Posted: Wed Apr 27, 2011 2:07 pm
by sheridany
I have a file that has a 1MM rows (22 columns csv format )daily that needs to be cleaned extensively. How many rows can TP handle on a single cpu workstation or is that even an option. Whats the best way to utilize TP for a job this big.

Re: How big a file?

Posted: Thu Apr 28, 2011 12:21 pm
by DataMystic Support
TP can handle billions of rows of CSV data. Just point it at the file with a list of filters.
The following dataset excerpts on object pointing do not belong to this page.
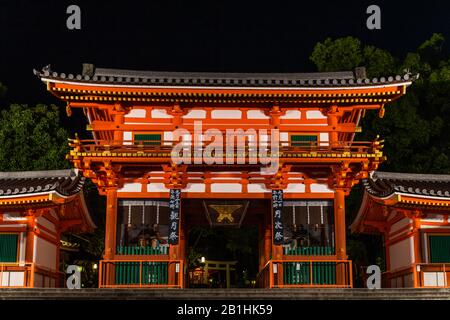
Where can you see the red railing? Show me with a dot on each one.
(419, 275)
(294, 273)
(158, 273)
(164, 147)
(17, 275)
What cleansing does it need?

Re: How big a file?

Posted: Thu Apr 28, 2011 10:55 pm
by sheridany
The usual cleanup some search and replace remove blanks trim leading and trailing etc. The usual TP stuff. From a deployment standpoint and a ETL perspective we would like to load the clean data into a database after TP has processed the file. How might we do that?

Re: How big a file?

Posted: Fri Apr 29, 2011 10:14 am
by DataMystic Support
I assume you want to trim blanks on each field in turn rather than with entire lines, so use Filters\Restrict\Delimited fields (CSV, Tab, Pipe, etc) to restrict to each field in turn, and inside this filter add the trim filters.

You will then need to modify the CSV to add Filters\Add\Left margin of

Code: Select all

insert into tablename () values (
and a Filters\Add\Right margin of

Code: Select all

);
Then add a Filters\Special\Database connection as the last step.